Tuesday, October 13, 2009

It's a Kind of Art

I've been sewing like a madwoman the last couple of days.

Everywhere I go I see stitches. I see designs. I walk the streets and windowshop in the windows of boutiques. Daegu is an erstwhile fashion mecca with so many designers you can throw a stone and hit three in the street, especially if the stone bounces. Since my art is coming back slowly but surely I have found myself damn near chained to my sewing machine at all sorts of odd hours.

I went to dinner the other night with a friend and found myself staring the entire time at the stitches on his hoodie.
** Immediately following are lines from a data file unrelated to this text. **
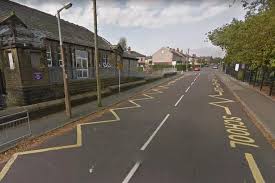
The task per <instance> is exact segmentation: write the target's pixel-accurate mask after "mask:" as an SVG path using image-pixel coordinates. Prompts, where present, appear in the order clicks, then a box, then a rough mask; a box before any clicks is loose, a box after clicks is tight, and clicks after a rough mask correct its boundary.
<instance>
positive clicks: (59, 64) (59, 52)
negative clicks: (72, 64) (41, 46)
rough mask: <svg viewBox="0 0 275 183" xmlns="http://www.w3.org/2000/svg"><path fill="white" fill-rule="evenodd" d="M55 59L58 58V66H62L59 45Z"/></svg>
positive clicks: (62, 62)
mask: <svg viewBox="0 0 275 183" xmlns="http://www.w3.org/2000/svg"><path fill="white" fill-rule="evenodd" d="M57 60H58V65H59V66H60V67H62V66H63V62H62V57H61V49H60V47H58V48H57Z"/></svg>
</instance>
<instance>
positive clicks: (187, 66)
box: [185, 48, 190, 72]
mask: <svg viewBox="0 0 275 183" xmlns="http://www.w3.org/2000/svg"><path fill="white" fill-rule="evenodd" d="M189 51H190V50H189V48H188V51H187V62H186V64H185V71H186V72H187V71H188V65H189Z"/></svg>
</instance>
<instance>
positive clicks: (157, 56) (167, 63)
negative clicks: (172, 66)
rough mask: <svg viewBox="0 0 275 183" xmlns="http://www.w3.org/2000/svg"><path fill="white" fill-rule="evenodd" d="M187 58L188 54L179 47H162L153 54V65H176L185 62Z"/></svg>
mask: <svg viewBox="0 0 275 183" xmlns="http://www.w3.org/2000/svg"><path fill="white" fill-rule="evenodd" d="M186 60H187V56H186V55H185V54H184V53H183V51H180V50H179V49H173V48H169V47H162V48H161V49H159V50H158V51H157V52H156V53H154V54H153V56H152V63H153V65H157V64H164V65H176V64H183V63H185V62H186Z"/></svg>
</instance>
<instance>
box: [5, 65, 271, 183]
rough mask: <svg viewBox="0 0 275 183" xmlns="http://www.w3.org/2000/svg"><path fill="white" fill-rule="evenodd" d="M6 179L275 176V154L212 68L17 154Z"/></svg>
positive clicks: (125, 181) (248, 178)
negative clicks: (31, 148)
mask: <svg viewBox="0 0 275 183" xmlns="http://www.w3.org/2000/svg"><path fill="white" fill-rule="evenodd" d="M3 166H4V168H3V169H2V171H1V173H0V179H1V182H7V183H32V182H35V183H37V182H39V183H55V182H58V183H61V182H62V183H63V182H64V183H65V182H66V183H76V182H77V183H78V182H79V183H86V182H87V183H88V182H89V183H91V182H96V183H116V182H118V183H128V182H130V183H140V182H142V183H143V182H145V183H147V182H149V183H168V182H169V183H170V182H173V183H177V182H179V183H182V182H187V183H191V182H192V183H193V182H195V183H197V182H198V183H200V182H207V183H208V182H209V183H221V182H222V183H227V182H228V183H232V182H234V183H238V182H240V183H244V182H247V183H248V182H249V183H250V182H257V183H262V182H271V183H272V182H275V153H274V150H273V149H272V147H271V145H270V144H269V143H268V142H267V140H266V139H265V138H264V136H263V135H262V134H261V132H260V131H259V130H258V129H257V128H256V127H255V126H254V124H253V123H252V122H251V120H250V119H249V118H248V116H247V115H246V114H245V113H244V111H243V109H242V108H241V105H240V104H239V103H238V102H236V99H235V98H234V97H233V95H232V94H231V93H230V92H229V90H228V89H227V88H226V87H225V86H224V85H223V84H222V83H221V81H220V80H219V79H218V78H217V77H216V76H215V73H214V72H213V71H212V70H211V69H205V70H203V71H201V72H192V73H189V74H187V75H185V76H183V77H182V76H181V77H179V78H178V79H176V80H173V81H171V82H169V83H166V84H163V85H160V86H158V87H155V88H153V89H152V90H150V91H147V92H144V93H142V94H140V95H138V96H135V97H134V98H132V99H130V100H129V101H127V102H123V103H121V104H119V106H118V107H116V108H112V109H111V110H110V111H108V112H106V113H104V115H102V116H100V117H98V118H97V119H96V120H94V121H91V123H86V124H80V125H78V126H77V128H76V129H75V130H73V131H71V132H68V133H65V134H64V135H62V136H58V137H54V138H52V139H50V140H48V141H47V142H45V143H44V144H42V145H41V146H40V147H37V148H36V149H33V150H31V151H27V152H22V153H18V154H15V155H14V156H13V158H12V159H11V160H10V161H9V162H8V163H6V164H3Z"/></svg>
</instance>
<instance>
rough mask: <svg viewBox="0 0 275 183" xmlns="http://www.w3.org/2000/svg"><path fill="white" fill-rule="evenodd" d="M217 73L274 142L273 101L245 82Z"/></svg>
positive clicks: (217, 74)
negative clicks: (270, 136) (266, 132)
mask: <svg viewBox="0 0 275 183" xmlns="http://www.w3.org/2000/svg"><path fill="white" fill-rule="evenodd" d="M217 75H218V76H219V77H220V78H221V80H222V82H223V83H224V84H225V85H227V87H229V88H230V89H231V90H232V92H233V93H234V94H235V95H236V96H237V97H238V99H239V100H240V102H241V103H242V104H243V105H244V107H245V109H246V110H247V112H248V113H249V114H250V115H251V116H252V117H253V118H255V120H256V121H257V123H260V124H261V125H262V126H263V128H264V129H265V131H266V132H267V133H269V134H270V136H272V139H273V141H274V142H275V114H274V109H275V101H274V100H272V98H271V97H268V96H265V95H264V94H261V93H260V92H259V91H257V90H256V89H253V88H252V87H251V86H249V85H248V84H247V83H245V82H241V81H238V80H236V79H234V78H232V77H230V76H229V75H226V74H224V73H220V72H218V73H217Z"/></svg>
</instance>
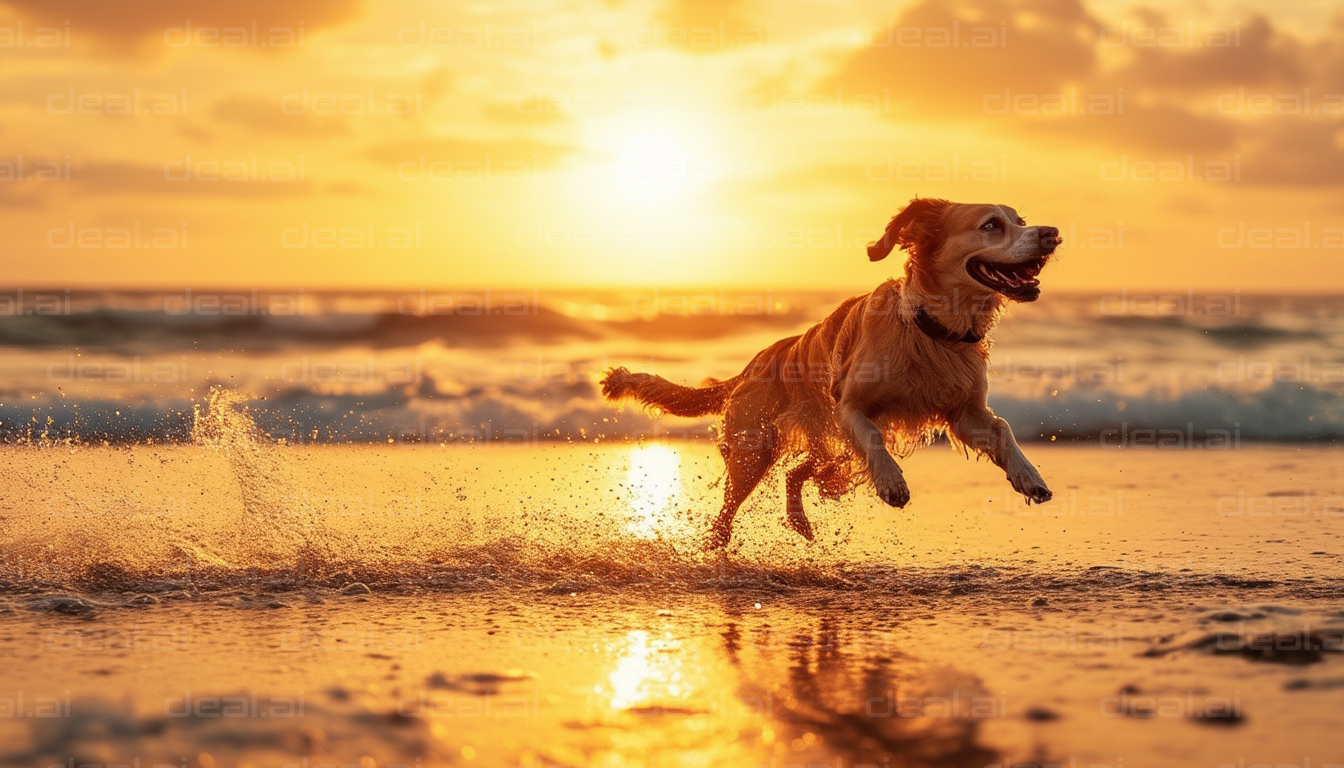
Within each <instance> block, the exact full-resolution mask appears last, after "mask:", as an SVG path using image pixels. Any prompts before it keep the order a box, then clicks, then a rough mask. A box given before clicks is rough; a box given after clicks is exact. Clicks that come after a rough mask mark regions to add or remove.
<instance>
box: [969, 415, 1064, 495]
mask: <svg viewBox="0 0 1344 768" xmlns="http://www.w3.org/2000/svg"><path fill="white" fill-rule="evenodd" d="M952 433H953V434H956V436H957V440H960V441H961V443H962V444H964V445H966V447H969V448H970V449H973V451H977V452H980V453H984V455H985V456H988V457H989V460H991V461H993V463H995V464H997V465H999V468H1000V469H1003V471H1004V472H1005V473H1007V475H1008V482H1009V483H1011V484H1012V487H1013V490H1015V491H1017V492H1019V494H1021V495H1023V496H1027V499H1028V500H1031V502H1036V503H1038V504H1040V503H1044V502H1048V500H1050V499H1052V498H1054V494H1051V492H1050V488H1047V487H1046V480H1044V479H1042V476H1040V472H1038V471H1036V467H1034V465H1032V463H1031V461H1028V460H1027V457H1025V456H1023V453H1021V448H1020V447H1019V445H1017V440H1016V438H1015V437H1013V436H1012V428H1011V426H1008V422H1007V421H1004V420H1001V418H999V417H997V416H995V413H993V412H992V410H989V406H988V405H985V406H973V408H968V409H965V410H964V412H962V413H961V414H960V416H958V417H957V420H956V421H953V424H952Z"/></svg>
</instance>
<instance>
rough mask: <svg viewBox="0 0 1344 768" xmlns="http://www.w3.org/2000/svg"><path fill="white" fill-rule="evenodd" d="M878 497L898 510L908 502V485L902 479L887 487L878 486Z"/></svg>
mask: <svg viewBox="0 0 1344 768" xmlns="http://www.w3.org/2000/svg"><path fill="white" fill-rule="evenodd" d="M878 498H879V499H882V500H883V502H886V503H887V506H890V507H896V508H898V510H899V508H902V507H905V506H906V504H909V503H910V487H909V486H906V483H905V480H902V482H900V483H896V484H894V486H890V487H887V488H878Z"/></svg>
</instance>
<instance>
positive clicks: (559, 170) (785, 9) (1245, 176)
mask: <svg viewBox="0 0 1344 768" xmlns="http://www.w3.org/2000/svg"><path fill="white" fill-rule="evenodd" d="M0 66H3V78H0V94H3V95H0V215H3V226H4V231H5V238H4V258H3V260H0V284H4V285H31V286H38V285H40V286H195V285H210V286H305V288H323V286H340V288H403V286H415V285H431V286H492V285H497V286H511V288H516V286H532V288H554V286H571V285H573V286H591V285H641V286H646V285H687V284H694V285H769V286H782V288H813V286H814V288H855V289H864V288H867V286H871V285H872V284H874V282H875V281H876V280H879V278H883V277H886V276H887V274H892V273H895V272H898V270H899V262H896V261H887V262H883V264H880V265H871V264H870V262H868V261H867V260H866V257H864V252H863V245H864V243H866V242H867V241H870V239H872V238H874V237H875V234H876V233H878V230H879V227H882V226H883V225H884V222H886V219H887V218H888V217H890V215H892V214H894V213H895V210H896V208H898V207H899V206H900V204H902V203H903V202H906V200H909V199H910V198H911V196H914V195H933V196H945V198H950V199H956V200H964V202H1003V203H1008V204H1012V206H1015V207H1016V208H1019V210H1020V211H1021V213H1023V214H1024V215H1025V218H1027V219H1028V222H1031V223H1051V225H1055V226H1059V227H1060V229H1062V230H1063V234H1064V238H1066V246H1064V249H1063V252H1062V257H1060V260H1059V262H1058V265H1056V266H1052V268H1051V272H1050V273H1047V274H1046V281H1047V285H1051V286H1055V288H1064V289H1113V288H1121V286H1128V288H1134V289H1149V288H1161V289H1241V291H1245V292H1259V291H1309V292H1337V291H1341V289H1344V261H1341V257H1344V206H1341V204H1340V203H1341V202H1344V194H1341V192H1344V11H1339V12H1337V11H1336V7H1335V4H1331V3H1314V1H1304V3H1270V1H1269V0H1265V1H1261V3H1235V4H1234V3H1189V4H1181V3H1167V4H1161V5H1160V7H1159V5H1153V7H1136V5H1132V4H1129V3H1110V1H1107V3H1093V4H1081V3H1077V1H1073V0H965V1H941V0H927V1H915V3H909V1H870V0H836V1H821V0H793V1H788V3H784V1H777V3H765V1H759V0H661V1H634V0H593V1H586V0H555V1H550V0H500V1H484V0H482V1H453V3H429V1H415V0H384V1H378V0H366V1H360V0H234V1H230V3H219V1H203V0H176V1H175V0H153V1H141V3H132V1H128V3H102V1H89V0H9V1H8V3H3V4H0ZM126 246H129V247H126Z"/></svg>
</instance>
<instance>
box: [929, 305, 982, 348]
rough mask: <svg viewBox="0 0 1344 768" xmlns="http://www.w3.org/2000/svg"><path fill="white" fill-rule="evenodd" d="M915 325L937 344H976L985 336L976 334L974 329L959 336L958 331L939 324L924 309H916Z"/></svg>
mask: <svg viewBox="0 0 1344 768" xmlns="http://www.w3.org/2000/svg"><path fill="white" fill-rule="evenodd" d="M915 325H918V327H919V330H921V331H923V332H925V335H926V336H929V338H930V339H933V340H935V342H946V343H949V344H958V343H960V344H974V343H976V342H978V340H980V339H984V336H981V335H980V334H976V331H974V328H972V330H970V331H966V332H965V334H962V335H960V336H958V335H957V332H956V331H953V330H952V328H949V327H946V325H943V324H942V323H939V321H938V319H937V317H934V316H933V315H930V313H927V312H925V308H923V307H921V308H918V309H915Z"/></svg>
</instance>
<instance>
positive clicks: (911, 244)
mask: <svg viewBox="0 0 1344 768" xmlns="http://www.w3.org/2000/svg"><path fill="white" fill-rule="evenodd" d="M1062 242H1063V238H1060V237H1059V230H1058V229H1055V227H1047V226H1027V222H1024V221H1023V219H1021V217H1019V215H1017V211H1015V210H1013V208H1009V207H1008V206H996V204H992V203H950V202H948V200H939V199H934V198H915V199H913V200H910V204H909V206H906V207H905V208H902V210H900V213H899V214H896V217H895V218H892V219H891V223H888V225H887V231H886V234H883V235H882V239H879V241H878V242H875V243H872V245H870V246H868V258H870V260H871V261H879V260H883V258H886V257H887V254H890V253H891V250H892V249H894V247H896V246H900V247H902V249H905V250H906V252H909V253H910V260H909V261H907V262H906V276H907V277H909V278H910V281H911V282H914V284H917V285H919V288H922V289H925V291H929V292H937V293H941V295H949V293H952V292H953V291H962V292H966V293H972V295H974V293H991V292H992V293H999V295H1001V296H1005V297H1008V299H1012V300H1015V301H1035V300H1036V299H1039V297H1040V281H1039V280H1036V276H1038V274H1040V270H1042V269H1044V266H1046V264H1047V262H1048V261H1050V257H1051V254H1054V253H1055V249H1056V247H1059V245H1060V243H1062Z"/></svg>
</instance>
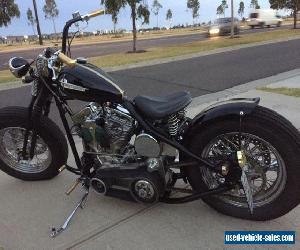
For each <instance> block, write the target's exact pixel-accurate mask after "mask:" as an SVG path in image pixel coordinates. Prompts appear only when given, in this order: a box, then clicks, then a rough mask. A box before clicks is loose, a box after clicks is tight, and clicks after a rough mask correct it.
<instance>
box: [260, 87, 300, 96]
mask: <svg viewBox="0 0 300 250" xmlns="http://www.w3.org/2000/svg"><path fill="white" fill-rule="evenodd" d="M258 90H261V91H265V92H271V93H276V94H282V95H288V96H294V97H300V89H295V88H268V87H263V88H258Z"/></svg>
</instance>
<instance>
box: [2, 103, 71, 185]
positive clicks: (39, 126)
mask: <svg viewBox="0 0 300 250" xmlns="http://www.w3.org/2000/svg"><path fill="white" fill-rule="evenodd" d="M27 118H28V109H27V108H23V107H7V108H4V109H1V110H0V131H2V130H5V129H8V128H17V129H19V130H20V131H21V130H22V131H24V129H26V127H27ZM37 134H38V136H39V138H41V140H43V142H45V144H46V145H47V147H48V150H49V151H50V153H51V162H50V163H49V165H48V167H47V168H46V169H43V170H42V171H40V172H30V171H28V172H26V171H20V170H18V169H17V168H13V167H12V166H9V164H7V160H4V159H1V158H0V169H1V170H2V171H4V172H5V173H7V174H8V175H10V176H13V177H15V178H18V179H21V180H24V181H39V180H48V179H52V178H53V177H55V176H56V175H58V174H59V171H58V170H59V168H60V167H61V166H63V165H64V164H66V162H67V159H68V144H67V141H66V138H65V136H64V134H63V133H62V132H61V130H60V129H59V127H58V126H57V125H56V124H55V123H54V122H53V121H51V120H50V119H49V118H48V117H44V116H42V117H41V120H40V126H39V128H38V130H37ZM0 143H2V145H3V143H4V142H2V141H0Z"/></svg>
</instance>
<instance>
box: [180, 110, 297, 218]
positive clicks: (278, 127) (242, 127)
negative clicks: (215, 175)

Mentally counting the lines for the zipper extension, comparing, wondering if I was setting my zippers just so. I've spent hours in the local market with ajjumas buying lace trim, accessories for my machine, buttons, leather, buckles, threads, needles, and other odds and ends.

I've filled my place with interfacing.

I've heated my iron and used it on several occasions.

I've attached silk pieces to knits, and knits to knits of a different color. All in search of the perfect addition to my fall wardrobe. And with each piece I make, a dozen others seem to spring up in the wake.


Online I see a blouse with a ribbon tie front. I want it. I start plotting which fabric will be best to make it. I see a halter with a loose front and a zipper side, and I take notes and plot in my head. I see a skirt and wonder if I will ever be in the mood to wear a skirt again, but in the meantime fantasize about the type of fabric that would make a good one. I shop for fabrics, silks, cotton blends, velvet frocked, crushed, and just plain straight. I have printed silks in pink with white polka dots. I want more. I want to drown in a sea of fabric and designs.

For the last two days I've been working on a punk jacket out of a newsprint-type fabric I found several months ago and just now got around to working up. I FEEL it. I feel the energy of that fabric, the print (for some reason) just grabs me, makes me angry, wanton. It feels sexy to finish the seams, to adjust the stitches here and there. Take in a dart to show off my breasts, add buttons for a low-cut finish, line up the hem and not screw it up. All work, all trying, tricky. I set a color, overlay the front facing, inset the back seams, and wonder if I will bias the seams tonight or tomorrow.

The total working time is three hours, the finishing touch a triplet of denim stud closures as the buttons. I leave the sleeve ends unfinished so they can fray out. The jacket wants to be rocked, to be bitchy, to be motherfucking fierce and I have very intention of letting it.
In the last seven days I've made two pullover shirts, one fitted with ribbon trim, a black hoodie, a shirt with raglan sleeves, a purple cross over, a false button red silk blouse, a wine cami, a black collared pull over, a red sweater, a bath robe and finished a very punk chic jacket. It's the art I'm interested in right now, and it feels oh so good.